Kriyoterapi, dermatolojik hastalıklar için uzun zamandır kullanılan bir tedavi yöntemidir. Çoğunlukla likit nitrojenin kullanıldığı tedavide, soğuk hava hasta bölgeye uygulanarak, sorunlu hücrelerin dondurulması amaçlanır.
Kriyoterapi tedavisi için öncelikle doğru tanının konması önemlidir. Doğru tanı konduktan sonra, hastanın durumuna göre en uygun kriyoterapi uygulaması seçilmelidir. Kriyoterapi uygulamalarının hemen hepsi benzer bir prosedürle tamamlanmasına karşın uygulamada ve kullanılan malzemelerde farklılıklar olabilir.
Hangi hastalıklarda kriyoterapi uygulanabilir?
Birçok cilt hastalığı için kriyoterapi uygulamaları olumlu sonuç sağlar.
- Siğiller: Siğiller, virüslerin deride yol açtığı hasarlar sonucu meydana gelebilir. Bu virüsler bulaşı olabilir bu nedenle tedavi büyük önem arz eder. İlgili bölgeye uygulanması ve hasarlı hücrelerin dondurulması ile siğillerin oluşumunun azaldığı ve yok olduğu görülür.
- Et Benleri: Et benler, deri üzerinde oluşan, koyu renkli, yuvarlak, kıvrımlı yapılardır. Yaşa, kiloya, çevresel ve genetik koşullara göre oluşabilirler. Zararsızdırlar. Çoğunlukla kozmetik şikâyetlerle tedavi edilirler. Kriyoterapi uygulaması ile 2-3 seans aralığında tedavi edilebilmektedir. Tedaviden sonra uygulamanın yapıldığı bölgede yan etkiler beklenmez.
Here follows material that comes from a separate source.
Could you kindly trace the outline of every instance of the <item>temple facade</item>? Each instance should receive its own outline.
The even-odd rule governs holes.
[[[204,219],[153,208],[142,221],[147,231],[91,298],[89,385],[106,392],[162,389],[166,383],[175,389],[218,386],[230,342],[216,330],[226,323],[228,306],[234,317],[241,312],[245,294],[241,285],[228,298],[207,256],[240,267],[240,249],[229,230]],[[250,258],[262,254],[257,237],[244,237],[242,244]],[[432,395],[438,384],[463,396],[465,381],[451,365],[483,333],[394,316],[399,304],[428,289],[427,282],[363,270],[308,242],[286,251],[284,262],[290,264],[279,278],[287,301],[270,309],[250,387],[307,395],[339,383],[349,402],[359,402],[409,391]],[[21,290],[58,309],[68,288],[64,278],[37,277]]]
- Rahim Ağzı Yaraları: Rahim ağzındaki küçük yaralar kriyoterapi ile tedavi edilebilir. Daha büyük yaralar için bu tedavi uygulanmaz. Tedavi birkaç seansta tamamlanır. Kimi durumlarda kısa süreli karın ağrılarına sebep olabildiği için uygulamadan sonra ağrı kesici alınması önerilebilir.
Tedaviden sonra dikkat edilmesi gerekenler nelerdir?
Kriyoterapi çoğunlukla 2-3 seans, kimi durumlarda 5 seans sürebilir. Sonraki seansa başlamadan önce iki hafta beklenmesi önerilir. Uygulamanın yapıldığı bölge günde 3 defa sabunlu su ile yıkanmalıdır. Tedavi edilen yara kabuk bağladığında oluşan sert kısım, deriye çok yakınsa, antibiyotikli merhem kullanılabilir.
Kriyoterapinin Geleceği
Kriyoterapi bazı uzmanlar tarafından, basit cilt kanserlerinin tedavisinde de kullanılmaktadır. Ancak hastalığın tekrar ortaya çıkma ihtimali yüksek olduğu için kontrollerin sık ve kapsamlı yapılaması gerekir. Tedavide uygulanan tekniklerin gelişmesi ve gelecekte görülebilecek teknolojik ilerlemeler sayesinde, kanser hastaları için etkili bir tedavi halini alabilir.